Tomcat Hates Encoded Slashes

• Ray Nicholus

Let’s picture a small segment of a typical web application in order to better understand this problem. We’ll focus mostly on the server here, but the client plays a key role as well. On the server, we have a REST endpoint that exists to proxy information from another endpoint. This handler accepts GET requests. The other endpoint to proxy is included as a path parameter. The signature of our endpoint handler looks something like this:

@GET
@Path("proxy/{url}")
String getData(@PathParam("url") String url);

In case it is not already obvious, the above code is part of a Java interface, and the annotations are part of the javax.ws.rs package, which is a collection of interfaces and annotations that align with the JSR 311 specification maintained by the Java Community Process group.

The exact implementation of the above endpoint method is unimportant, so I’ll omit it for the sake of brevity. When called, it will simply make a GET request to the address specified at the end of the @Path, which is stored in the url parameter. The response from the resource associated with this url will return some data in the response, and this data will then be returned to whichever client called our “proxy/” endpoint. Our client code may very well be running in a browser, in which case it may look something like this:

var resourceToProxy =
  encodeURIComponent('http://widen.com/careers')
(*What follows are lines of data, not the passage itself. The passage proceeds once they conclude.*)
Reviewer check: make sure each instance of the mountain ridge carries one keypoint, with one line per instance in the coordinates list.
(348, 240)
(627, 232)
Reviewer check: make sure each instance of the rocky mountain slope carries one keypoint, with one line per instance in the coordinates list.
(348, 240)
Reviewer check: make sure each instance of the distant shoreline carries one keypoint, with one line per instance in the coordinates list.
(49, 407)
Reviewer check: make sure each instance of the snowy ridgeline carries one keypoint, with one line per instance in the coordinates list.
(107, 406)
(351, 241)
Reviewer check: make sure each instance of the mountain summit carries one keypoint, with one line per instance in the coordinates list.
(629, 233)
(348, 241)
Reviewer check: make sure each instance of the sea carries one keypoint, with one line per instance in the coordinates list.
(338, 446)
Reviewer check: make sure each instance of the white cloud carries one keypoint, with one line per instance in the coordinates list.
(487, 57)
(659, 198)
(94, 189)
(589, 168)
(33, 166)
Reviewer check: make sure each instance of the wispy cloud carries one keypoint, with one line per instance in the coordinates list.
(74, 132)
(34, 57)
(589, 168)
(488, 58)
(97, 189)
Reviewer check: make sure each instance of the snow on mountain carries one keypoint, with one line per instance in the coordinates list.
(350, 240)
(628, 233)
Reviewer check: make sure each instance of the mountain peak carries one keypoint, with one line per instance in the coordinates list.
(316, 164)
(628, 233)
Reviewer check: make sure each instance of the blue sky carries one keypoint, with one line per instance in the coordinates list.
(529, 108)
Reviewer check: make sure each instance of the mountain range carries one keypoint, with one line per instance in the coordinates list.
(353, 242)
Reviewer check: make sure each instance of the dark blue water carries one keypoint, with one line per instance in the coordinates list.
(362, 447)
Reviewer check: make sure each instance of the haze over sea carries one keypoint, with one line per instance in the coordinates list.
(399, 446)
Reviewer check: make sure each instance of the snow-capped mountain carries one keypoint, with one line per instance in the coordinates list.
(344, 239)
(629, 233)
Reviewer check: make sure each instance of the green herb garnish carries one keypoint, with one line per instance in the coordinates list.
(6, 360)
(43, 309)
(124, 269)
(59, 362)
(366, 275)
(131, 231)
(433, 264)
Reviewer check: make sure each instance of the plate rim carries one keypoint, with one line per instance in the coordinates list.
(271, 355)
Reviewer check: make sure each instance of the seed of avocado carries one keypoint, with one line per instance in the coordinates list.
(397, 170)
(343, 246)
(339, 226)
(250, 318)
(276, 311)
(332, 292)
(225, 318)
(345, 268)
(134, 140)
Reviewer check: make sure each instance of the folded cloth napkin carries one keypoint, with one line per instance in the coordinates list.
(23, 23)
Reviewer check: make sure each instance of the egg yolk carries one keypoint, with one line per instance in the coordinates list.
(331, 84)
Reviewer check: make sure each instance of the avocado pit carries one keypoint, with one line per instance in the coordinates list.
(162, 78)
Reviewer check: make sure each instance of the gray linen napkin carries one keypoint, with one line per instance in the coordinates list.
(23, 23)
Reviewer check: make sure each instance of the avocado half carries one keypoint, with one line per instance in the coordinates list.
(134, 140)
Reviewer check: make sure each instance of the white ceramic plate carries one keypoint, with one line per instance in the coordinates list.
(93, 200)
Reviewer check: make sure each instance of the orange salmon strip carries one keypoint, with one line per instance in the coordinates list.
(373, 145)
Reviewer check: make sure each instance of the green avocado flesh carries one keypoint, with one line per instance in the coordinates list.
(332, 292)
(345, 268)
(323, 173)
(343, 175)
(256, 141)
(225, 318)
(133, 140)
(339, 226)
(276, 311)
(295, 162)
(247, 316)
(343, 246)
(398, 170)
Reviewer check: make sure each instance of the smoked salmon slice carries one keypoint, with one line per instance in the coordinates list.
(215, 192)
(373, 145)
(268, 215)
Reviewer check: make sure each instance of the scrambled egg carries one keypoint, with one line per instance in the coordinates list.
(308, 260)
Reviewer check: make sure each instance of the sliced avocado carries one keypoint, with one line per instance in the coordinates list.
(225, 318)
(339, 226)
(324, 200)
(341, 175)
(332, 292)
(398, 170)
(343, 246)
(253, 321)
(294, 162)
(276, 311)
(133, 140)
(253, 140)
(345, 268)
fetch('/proxy/' + resourceToProxy)
  .then(function(response) {
    if (response.ok) {
      return response.text()
    }
    else {
      var error = new Error(response.statusText)
      error.response = response
      throw error
    }
  })
  .then(function(proxiedData) {
    // handle proxied data in response
  })
  .catch(function(err) {
    console.error(error)
  })

The above client-side code utilizes the native Fetch API, but you could accomplish the same call with XMLHttpRequest. In fact, the client doesn’t even need to be browser-based - it could very well live on a server, coded in any language under the sun.

The problem

After executing the above request, we would fully expect to receive a 2xx response from our server and then handle the proxied data via the success function of fetch’s returned promise. But instead, our error handler is invoked. Looking closer, we see that our server returned a response code of 404. But we’ve clearly defined our endpoint, and even verified that our request is being properly set to this endpoint. So what happened?

The cause

I left out one minor detail - our web server is Apache Tomcat, which is very common when Java is the primary server language. In version 6.0.10 (released around February of 2007), the Tomcat team patched a security hole. This involved treating encoded forward and backslashes in the URL as path delimiters. So, our URI of “/proxy/http%3A%2F%2Fwiden.com%2Fcareers” is being expanded to “/proxy/http%3A//widen.com/careers” before it is routed to a matching endpoint handler. Of course, this endpoint is not accounted for, and our server rejects the request as a result.

The solution

There are two ways to work around this behavior. The first involves adjusting a Java system property on our application server. Setting the org.apache.tomcat.util.buf.UDecoder.ALLOW_ENCODED_SLASH system property to true should allow our request to go through as expected. The default value of this property is false. Another option involves switching our GET request to a POST and including the url to proxy in the message-body. This is arguably the safest option. If we take this route, our server endpoint will look like this:

@POST
@Path("proxy/url")
String getData(String url);

The body of our POST request will be made available to our handler method via the url parameter. We will have to make a slight adjustment to our client-side code as well:

var resourceToProxy = 'http://widen.com/careers'
fetch('/proxy/url', {method: 'POST', body: resourceToProxy})
  .then(function(response) {
    if (response.ok) {
      return response.text()
    }
    else {
      var error = new Error(response.statusText)
      error.response = response
      throw error
    }
  })
  .then(function(proxiedData) {
    // handle proxied data in response
  })
  .catch(function(err) {
    console.error(error)
  })

Note that there is no need to encode the proxy endpoint address anymore, since it is no longer part of the request URI. The changes to our JavaScript are limited to the first two lines of code. This will result in A POST request to our “/proxy/url” endpoint with a Content-Type of “text/plain”. As expected, the body of our request will contain the resourceToProxy value. After making these changes, everything works as intended, and we are able to successfully proxy a third-party endpoint through our server.